# California Housing — Test Project Configuration
#
# Data size: 20,640 rows x 9 columns
# Download: python dev/test-datasets/download.py --dataset housing
#
# Project name:
housing-test

# Data path:
/home/mrichardson/Projects/Urika/dev/test-datasets/housing/data

# Description:
The California Housing dataset from the 1990 U.S. Census, distributed via scikit-learn.
Each row represents a census block group (the smallest geographical unit for which the U.S.
Census Bureau publishes sample data, typically 600-3000 people). Features include median
income of households in the block group, median house age, average number of rooms per
household, average number of bedrooms per household, block group population, average
household occupancy, latitude, and longitude. The target variable is the median house value
for the block group in units of $100,000. This is a well-known regression benchmark with
real spatial structure, non-linear relationships, and geographic clustering effects.
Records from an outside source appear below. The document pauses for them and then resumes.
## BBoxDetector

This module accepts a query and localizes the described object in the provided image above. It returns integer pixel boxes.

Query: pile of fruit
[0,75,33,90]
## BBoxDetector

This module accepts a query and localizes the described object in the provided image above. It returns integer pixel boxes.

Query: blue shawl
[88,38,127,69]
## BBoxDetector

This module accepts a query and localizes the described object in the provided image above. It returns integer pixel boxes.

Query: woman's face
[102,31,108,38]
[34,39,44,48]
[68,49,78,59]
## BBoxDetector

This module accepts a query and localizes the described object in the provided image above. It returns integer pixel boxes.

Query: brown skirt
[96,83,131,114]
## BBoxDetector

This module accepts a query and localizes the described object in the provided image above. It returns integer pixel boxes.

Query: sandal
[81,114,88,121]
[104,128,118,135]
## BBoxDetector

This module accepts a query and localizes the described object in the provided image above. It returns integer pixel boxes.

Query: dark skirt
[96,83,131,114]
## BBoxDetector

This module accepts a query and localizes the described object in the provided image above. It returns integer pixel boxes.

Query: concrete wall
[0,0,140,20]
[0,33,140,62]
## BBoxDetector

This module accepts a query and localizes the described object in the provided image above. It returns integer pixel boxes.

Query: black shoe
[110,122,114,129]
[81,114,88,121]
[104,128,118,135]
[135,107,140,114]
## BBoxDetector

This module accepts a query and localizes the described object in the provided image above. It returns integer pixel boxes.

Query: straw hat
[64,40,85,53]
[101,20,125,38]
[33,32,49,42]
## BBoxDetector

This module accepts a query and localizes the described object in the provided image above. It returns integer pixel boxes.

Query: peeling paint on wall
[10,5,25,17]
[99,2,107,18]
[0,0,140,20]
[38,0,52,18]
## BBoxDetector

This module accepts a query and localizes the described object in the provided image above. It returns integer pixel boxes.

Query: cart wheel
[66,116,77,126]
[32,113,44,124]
The
research goal is to build an accurate predictive model for median house value and to
understand which features (economic, demographic, geographic) are most important for
predicting housing prices in California.

# Research question:
What are the most important predictors of median house value in California census block
groups, and what is the best achievable prediction accuracy using the available features?

# Mode:
pipeline

# Web search:
no

# Venv:
no

# Knowledge suggestions:
Add the data-description.md from dev/test-datasets/housing/knowledge/. This is a classic
ML benchmark — no additional knowledge needed, but a reference to Pace & Barry (1997)
"Sparse Spatial Autoregressions" could be useful.